Comme son moteur thermique est considéré comme la référence, le constructeur ne bénéficie pas des mêmes possibilités supplémentaires de développement que certains de ses concurrents. Ferrari, Mercedes, Audi ou Honda pourraient donc introduire des améliorations destinées à réduire leur retard, tandis que Red Bull serait davantage limitée.
L’écurie a demandé à la FIA de réexaminer les données, estimant que l’évaluation du moteur thermique ne reflétait pas totalement la compétitivité générale de son unité de puissance. Ce réexamen aurait toutefois confirmé les premières conclusions de la Fédération.
Red Bull pourrait ainsi devenir victime de son excellent départ. Le moteur est suffisamment performant pour être exclu du mécanisme de rattrapage, mais l’équipe souhaite encore progresser dans la gestion électrique et l’exploitation complète du groupe propulseur.
Une base importante pour l’avenir de Red Bull
Malgré ces complications, le bilan reste très encourageant.
Construire une usine, recruter plusieurs centaines de personnes et produire un moteur compétitif dès la première saison constitue une réussite stratégique majeure.
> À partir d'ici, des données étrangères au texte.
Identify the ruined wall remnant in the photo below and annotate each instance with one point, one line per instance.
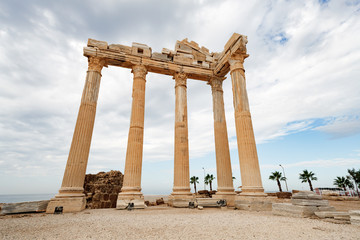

Red Bull possède désormais le contrôle direct de son châssis et de son unité de puissance, ce qui pourrait devenir un avantage important au cours des prochaines années.
L’équipe pourra adapter plus étroitement l’architecture de sa monoplace aux caractéristiques du moteur. Les ingénieurs des deux départements pourront également travailler ensemble pour améliorer le refroidissement, l’aérodynamique, la récupération d’énergie et la répartition des masses.
Cette indépendance doit permettre à Red Bull de prendre des décisions plus rapidement et de ne plus subir les priorités d’un motoriste fournissant plusieurs équipes.
L’un des principaux héritages de Christian Horner
Le développement de Red Bull Powertrains restera probablement l’un des projets les plus importants lancés sous la direction de Christian Horner.
Pendant ses vingt années à la tête de l’écurie, le Britannique a accompagné Red Bull dans sa transformation, d’une ancienne structure Jaguar en l’une des équipes les plus victorieuses de l’histoire récente de la Formule 1.
La création d’un département moteur constituait l’étape suivante de cette évolution. Même s’il n’était plus en fonction au moment des premiers Grands Prix disputés avec le moteur Red Bull Ford, Horner considère les performances actuelles comme la confirmation que cette décision était justifiée.
Le véritable potentiel du projet devra encore être évalué sur plusieurs saisons. Red Bull doit progresser sur la partie électrique, améliorer sa fiabilité et résoudre les faiblesses de la RB22. Mais son moteur thermique a déjà dépassé de nombreuses attentes.
Pour Horner, c’est précisément cette capacité à rivaliser immédiatement avec Mercedes, Ferrari, Honda et Audi qui représente l’aspect le plus impressionnant du package Red Bull en 2026.